한국 번역본은 여기에서 보실 수 있습니다.
I want to talk about our summer split. I want to talk about the coaching change. I want to talk about MSI.
But I feel like anytime I try to be transparent — anytime I try to speak directly to our fans around the world, whether it’s an announcement or an apology for something dumb I did — there’s just this … barrier almost. Like I can’t get through to them and say exactly what I mean, say exactly how much I love T1 with all my heart. Some of that is on me, and I acknowledge that.
So I’m here to tell you more about myself — and about why T1 means the world to me.
I think it started in a restaurant in Madrid in 2019.
The deal between Comcast Spectacor, the company I had worked for my whole professional life, and SK Telecom had just closed.
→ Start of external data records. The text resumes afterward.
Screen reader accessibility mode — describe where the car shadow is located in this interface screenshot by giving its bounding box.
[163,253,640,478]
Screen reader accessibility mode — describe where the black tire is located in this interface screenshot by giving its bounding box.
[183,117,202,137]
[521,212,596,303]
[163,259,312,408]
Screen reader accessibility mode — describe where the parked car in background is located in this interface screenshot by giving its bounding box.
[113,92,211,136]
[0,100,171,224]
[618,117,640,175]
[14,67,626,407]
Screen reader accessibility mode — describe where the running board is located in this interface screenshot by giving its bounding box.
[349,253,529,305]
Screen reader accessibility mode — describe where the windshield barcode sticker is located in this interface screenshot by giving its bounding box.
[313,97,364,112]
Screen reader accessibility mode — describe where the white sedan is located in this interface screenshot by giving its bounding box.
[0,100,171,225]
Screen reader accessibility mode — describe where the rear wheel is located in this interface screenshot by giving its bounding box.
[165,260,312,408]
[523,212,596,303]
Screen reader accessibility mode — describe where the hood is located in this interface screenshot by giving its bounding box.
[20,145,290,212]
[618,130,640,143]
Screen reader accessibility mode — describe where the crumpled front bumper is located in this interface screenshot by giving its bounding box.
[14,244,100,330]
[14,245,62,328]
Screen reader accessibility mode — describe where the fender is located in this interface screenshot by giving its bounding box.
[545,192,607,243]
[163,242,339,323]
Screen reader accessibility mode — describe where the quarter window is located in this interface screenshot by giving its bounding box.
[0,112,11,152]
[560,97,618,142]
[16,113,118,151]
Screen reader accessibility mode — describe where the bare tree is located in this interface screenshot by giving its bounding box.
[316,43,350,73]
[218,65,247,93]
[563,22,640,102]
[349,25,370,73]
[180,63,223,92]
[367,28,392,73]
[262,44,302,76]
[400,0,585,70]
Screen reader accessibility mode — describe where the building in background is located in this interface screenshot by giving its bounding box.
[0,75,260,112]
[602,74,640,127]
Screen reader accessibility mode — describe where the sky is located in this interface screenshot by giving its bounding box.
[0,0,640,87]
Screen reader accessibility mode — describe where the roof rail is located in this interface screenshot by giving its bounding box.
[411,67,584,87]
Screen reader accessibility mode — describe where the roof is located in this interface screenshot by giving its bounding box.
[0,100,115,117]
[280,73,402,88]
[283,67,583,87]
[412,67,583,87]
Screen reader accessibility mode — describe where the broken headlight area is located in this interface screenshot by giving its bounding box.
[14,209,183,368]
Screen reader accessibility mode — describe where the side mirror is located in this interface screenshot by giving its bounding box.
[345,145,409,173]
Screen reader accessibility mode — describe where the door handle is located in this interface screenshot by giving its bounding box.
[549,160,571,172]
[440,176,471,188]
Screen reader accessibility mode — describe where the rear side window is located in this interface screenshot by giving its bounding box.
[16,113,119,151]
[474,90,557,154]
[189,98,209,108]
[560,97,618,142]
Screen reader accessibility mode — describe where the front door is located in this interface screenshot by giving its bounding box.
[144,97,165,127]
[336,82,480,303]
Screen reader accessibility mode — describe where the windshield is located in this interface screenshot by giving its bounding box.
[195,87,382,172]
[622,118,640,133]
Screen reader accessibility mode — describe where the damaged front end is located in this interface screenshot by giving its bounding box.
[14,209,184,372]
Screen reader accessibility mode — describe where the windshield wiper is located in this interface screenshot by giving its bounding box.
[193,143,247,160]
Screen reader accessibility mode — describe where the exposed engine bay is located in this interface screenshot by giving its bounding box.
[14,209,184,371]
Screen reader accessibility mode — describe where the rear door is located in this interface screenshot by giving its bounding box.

I had just become the CEO of T1, and I had gone to Madrid for the semis of the world championship. I wanted to take time to just observe, to take in the greatness of T1. And at the center of that greatness was, of course, Faker. I’d known who he was for a long, long time. I’d been in esports for a while, and it’s almost impossible to be in the scene and not know who he is. Even when I was working in Overwatch, Faker’s name had been spoken at many meetings. His presence, his persona — his celebrity — they were something to admire.
So in Madrid, I went for dinner with his family. We found the only Korean restaurant in the city center and got a spot in the back. I had a translator with me, and I did my best to just listen. We spoke about a few things, like the upcoming matches and what he and the team were focusing on.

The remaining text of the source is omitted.